Tuesday, April 18, 2017

A Little Bit of Rambling

So, I'm sitting here during nap time and and thinking about how I should probably be posting on here haha. So here I am! I have noe idea really what I'm going to say, so let's just roll with it.

I've been learning lately that some little "habits" I have, could potentially be manifestations of some anxiety and depression issues, which make sense but is a bit weird to realize. My nail biting and poor hygiene, my tendency towards irritability and my general dislike of how I look and feel and my constant striving for perfection and crazy standards for myself even in homemaking. These are just some of the things that I have come to acknowledge. It's honestly a bit comforting to know that there is a reason behind why I feel like I'm going to explode most days, either in nervous energy or irritability. I now understand that I'm constantly moving or biting my nails because there is a constant state of anxiety that I live in, despite memorizing Philippians 4:6,7. I know that I should not be anxious and sometimes I don't realize I am. I have great days and bad days. Sometimes I feel like I need to control everything around me because I can't control myself my emotions.

For example, yesterday and today I feel like I'm going to implode. I don't know why, and I don't think words could explain it. There is just this constant undercurrent...and sometimes a riptide, of anxiety. We went grocery shopping yesterday and Matt, bless his soul, had to help me deal with this overwhelming feeling of anxiety.

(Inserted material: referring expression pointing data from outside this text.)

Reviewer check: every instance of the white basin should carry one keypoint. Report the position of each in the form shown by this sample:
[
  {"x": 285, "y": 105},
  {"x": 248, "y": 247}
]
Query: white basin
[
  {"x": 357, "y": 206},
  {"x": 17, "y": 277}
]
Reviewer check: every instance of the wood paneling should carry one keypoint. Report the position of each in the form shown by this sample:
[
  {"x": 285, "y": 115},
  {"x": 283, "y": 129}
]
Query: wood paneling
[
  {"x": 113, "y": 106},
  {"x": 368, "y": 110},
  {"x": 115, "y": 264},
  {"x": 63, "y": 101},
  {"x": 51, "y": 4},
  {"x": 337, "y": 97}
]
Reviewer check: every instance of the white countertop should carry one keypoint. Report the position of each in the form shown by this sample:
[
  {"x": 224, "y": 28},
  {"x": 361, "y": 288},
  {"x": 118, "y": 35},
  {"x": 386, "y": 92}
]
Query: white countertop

I couldn't focus on getting the food and what we needed because I was trying to keep the two kids from wandering and from fighting and it just wasn't working. I am soo soo grateful for Matt though because he reminded me that I'm not alone and that he is there to help with this.

I honestly right now hate that I am spilling my guts out like this. I should be ok, right? I mean seriously, who would think that I deal with anxiety and depression? I have a wonderful husband great in-laws, my family is doing well, we are in a great church family, and besides some work stuff going on, we are generally good. So why sometimes do I want to just hide in a corner and dissappear? Honestly, I wish I knew. I do pretty well though at functioning and taking care of everyone despite these things. Although, I could get better with decluttering and cleaning..but I'm assuming I'm not alone in that 😂...right?

Anyway, that's my rambling post for today..I'm going to go and pray because Jesus knows, I can't do anything without Him.

Oh and by the way, I was thinking about starting a YouTube channel because I feel like I might speak better than I write...let me know what you think?